Las Vegas Sun

May 10, 2024

UNLV Foundation looking for a cool half billion dollars

Las Vegas Sun

By Christina Littlefield

How does UNLV go about raising a half-billion dollars? We're not talking car washes and bake sales.

To get the ball rolling on its $500 million campaign, UNLV Foundation officials drew up a list of current donors who, they hoped, could be tapped for more.

The list included more than 150 people who research indicated had the resources to give $1 million or more, according to former and current foundation employees. Based on their estimates, the group had the potential of donating the entire $500 million.

The staff believed it could close deals by February 2005 with at least 40 donors who alone could meet half the goal.

Development officers and UNLV officials were then assigned to specific donors, based on the donors' area of interests.

And then the schmoozing began.

The fundraisers invited their prospective donors to athletic events, tours on campus, lunches. If an occasion dictated, they sent flowers. All the while, the foundation representative was singing the praises of a specific college or program and talking about how private donors help elevate the university with their directed gifts.

Developing the courtship may take two years before leading to a proposal: Will you please donate? It's called "the ask," and the fundraiser might actually be so forward as to suggest an amount - one, for instance, that would fund a project that reflects the donor's interests.

"It's almost anti-climactic because you've been building them up, and you've brought them to a place where they are already beginning to think about what their commitment might look like," said UNLV's chief fundraiser, John Gallagher. Then come the details: might the entire gift land in one lump sum, for instance, or be paid in annual installments over five or 10 years?
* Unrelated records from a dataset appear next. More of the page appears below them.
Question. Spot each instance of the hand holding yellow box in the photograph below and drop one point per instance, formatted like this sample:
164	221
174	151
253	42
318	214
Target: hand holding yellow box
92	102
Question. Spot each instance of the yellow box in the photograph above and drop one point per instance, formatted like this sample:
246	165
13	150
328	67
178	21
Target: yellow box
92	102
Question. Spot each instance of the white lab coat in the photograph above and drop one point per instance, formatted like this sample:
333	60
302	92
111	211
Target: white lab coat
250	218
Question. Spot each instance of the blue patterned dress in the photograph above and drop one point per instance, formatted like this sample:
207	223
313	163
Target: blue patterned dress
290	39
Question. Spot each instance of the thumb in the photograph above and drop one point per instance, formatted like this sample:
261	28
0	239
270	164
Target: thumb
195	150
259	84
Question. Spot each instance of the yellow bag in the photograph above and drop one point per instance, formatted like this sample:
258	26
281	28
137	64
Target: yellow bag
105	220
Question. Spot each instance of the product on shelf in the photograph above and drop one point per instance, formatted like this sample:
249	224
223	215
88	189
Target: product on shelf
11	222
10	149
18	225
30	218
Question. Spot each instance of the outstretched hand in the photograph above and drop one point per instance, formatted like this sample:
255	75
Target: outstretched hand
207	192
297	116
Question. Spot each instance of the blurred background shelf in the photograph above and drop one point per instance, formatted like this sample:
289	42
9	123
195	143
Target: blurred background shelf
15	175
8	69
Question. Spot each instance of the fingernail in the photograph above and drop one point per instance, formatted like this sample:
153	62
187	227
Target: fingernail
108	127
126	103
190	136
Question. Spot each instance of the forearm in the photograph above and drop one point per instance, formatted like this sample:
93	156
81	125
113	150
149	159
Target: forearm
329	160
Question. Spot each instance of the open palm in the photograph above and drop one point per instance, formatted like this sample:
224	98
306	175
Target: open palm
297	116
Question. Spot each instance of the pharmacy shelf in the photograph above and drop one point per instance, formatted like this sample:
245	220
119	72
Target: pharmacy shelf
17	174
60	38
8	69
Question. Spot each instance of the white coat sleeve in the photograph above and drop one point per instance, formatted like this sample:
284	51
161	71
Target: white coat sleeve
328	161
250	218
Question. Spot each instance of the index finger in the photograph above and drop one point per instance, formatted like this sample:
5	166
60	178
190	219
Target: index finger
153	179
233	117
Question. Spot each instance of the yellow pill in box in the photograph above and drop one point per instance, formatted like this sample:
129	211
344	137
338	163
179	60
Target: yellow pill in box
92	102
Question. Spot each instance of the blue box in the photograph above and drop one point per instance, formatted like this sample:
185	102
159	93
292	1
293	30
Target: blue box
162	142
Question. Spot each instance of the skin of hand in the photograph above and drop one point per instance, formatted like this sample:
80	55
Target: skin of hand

The foundation hopes one big donor will help to land another, because at that level of giving, peer pressure and shared connections can be more effective than cultivating big donations with the hired help.

Bill Boyd, for instance, was approached for his initial $5 million donation to the law school by then-President Carol Harter. Boyd then worked with Gov. Kenny Guinn to convince media mogul Jim Rogers to donate $1 million to start the school.

Both Rogers and Boyd later upped their donations to close to $30 million, $20 million of that to come after their deaths. Harter and Don Snyder, the campaign's chairman and one of Boyd's former top executives, were tapped to ask Boyd for the larger gift.

Snyder's pitch was that Boyd could establish what it would cost to name a school. Without a naming policy in place, UNLV had sold Boyd the naming rights for the law school for $5 million. If Boyd would give $25 million more, that would mean the next donor would have to cough up $30 million or more to be a school namesake.

Having seen what his first gift had already done for the university, Boyd was an easy sell, Snyder said. UNLV has had the best success in the past raising money for buildings, such as for the Greenspun College of Urban Affairs, because donors can see where their money goes. Scholarships are the next easiest sell because they directly benefit students.

The greater challenge, fundraisers say, is getting people to donate money to improve a program or to help recruit top scholars to the university.

Raising money for the Harrah College of Hotel Administration, the College of Fine Arts and athletics is easier because those programs have higher profiles in the community.

The trick to all good fundraising, College of Business development officer Mark Jennette says, is to "stay on message."

And be patient while closing the deal.

"It's a slow, tedious process," says Richard Flaherty, dean of the business college. "Nothing ever happens as fast as you would like it to."

Despite some big gifts early on, such as the pledges from Rogers and Boyd and a $38.7 million pledge from the Greenspun family, owners of the Las Vegas Sun, UNLV fundraisers have struggled to bring in the seven- or eight-figure donations they expected. And with a $166 million fundraising shortfall, that would be a lot of car washes and cake sales.